Puyoh puyoh gunan nama nia,
Dedalam qualam gunan tamput nia;
Chante manis barung lakunia,

Serta dingan budi basa nia.

Dedalam qualam gunan tamput nia,
De pigek ulih Laksi mana;
Chante manis barung lakunia,
Serta dingan bijak sana.

Which may be translated thus:

The quail 'tis certain is the name,
The pool 'tis certain is its place:
Beautiful and sweet indeed his mein,
Combined with charming wit and grace.

The pool 'tis certain is its place,

Her loving chief her only guard;

Sweet indeed her mein with grace,

While prudence claims its best reward.

For especially do we see in those men who have taken wives to themselves-if the husband wants to go up the wife wants to go down; the husband calls a thing white, then the wife calls it black. Thus they wrangle from day to day, fighting with each other like cats and dogs. There are others who, because of their beauty, tread the husband beneath their feet; thus to their idea God is very distant from the position of women of their quality. Nay, apart from their disregard of their obligations as wifes, they do not even consider it necessary to behave as friends to their husbands. On this subject I have made the following pantun :


Apaka guna berkein batck

Kalan tada dingan suchi nia?
Apaka guna berbini chante,
Kalan tada dingan budi nia?

Kalan tada dingan suchi nia
Pakeian Jawa de ruma nia;
Kalan tada dingan budi nia,
Iawkan dirimu deri pada nia.

may be translated as under :

What is the use of printed robes
If filth and dirt abound?
To wed to beauty what's the use,
Where virtue is not found?

If squalid filth and dirt abound
In robes of Java's make ;
Where gracious virtue is not found
'Sunder let the union break.

Sir Thomas Stamford Raffles was probably the most prominent Englishman in the Indian Archipelago at the commencement of this century, as he was the main instrument in perfecting arrangements for the conquest of Java, an island at that time containing about 5,000,000 of inhabitants, and of which he was after

wards the Governor. His life was written by his widow, from which we learn that he was born at sea, on the 5th July, 1781. His early education was imperfect, and he entered as a clerk at the India House when only fifteen years of age, and where it is stated by his biographer that he showed much talent and industry. After this he was appointed Under Secretary to the new government of Pulo Penang, or Prince of Wales Island, where he devoted his attention to studying the Malay language. Here he was soon appointed as Chief Secretary, but intense application brought on serious illness, owing to which he was compelled to go to Malacca in 1808 for the recovery of his health. During his stay he mixed. with the natives congregating from all parts of the Indian Archipelago; and in 1809 he published his first essay on the Malayan nation, which attracted the notice of Lord Minto, at that time Governor-General of India, who sent for him to Calcutta, and was anxious to put him in charge of the government of the Moluccas.

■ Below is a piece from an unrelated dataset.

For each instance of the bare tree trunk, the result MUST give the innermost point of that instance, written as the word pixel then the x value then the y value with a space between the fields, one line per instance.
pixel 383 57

It was in 1808, therefore, that Mr. Raffles came under the observation of our native autobiographer, who would be eleven or twelve years of age. The personal description that he gives of the Indian statesman is said to be excellent; but I can only judge of it by the bust by Chantrey which I have seen in the Singapore Institution, which supports the written picture. He himself probably little thought that he had so apt a sketcher as the little native boy in his office. Mr. Raffles undoubtedly had the faculty of attaching his subordinates closely to him, as I have often heard Old Burrows, one of them, relate.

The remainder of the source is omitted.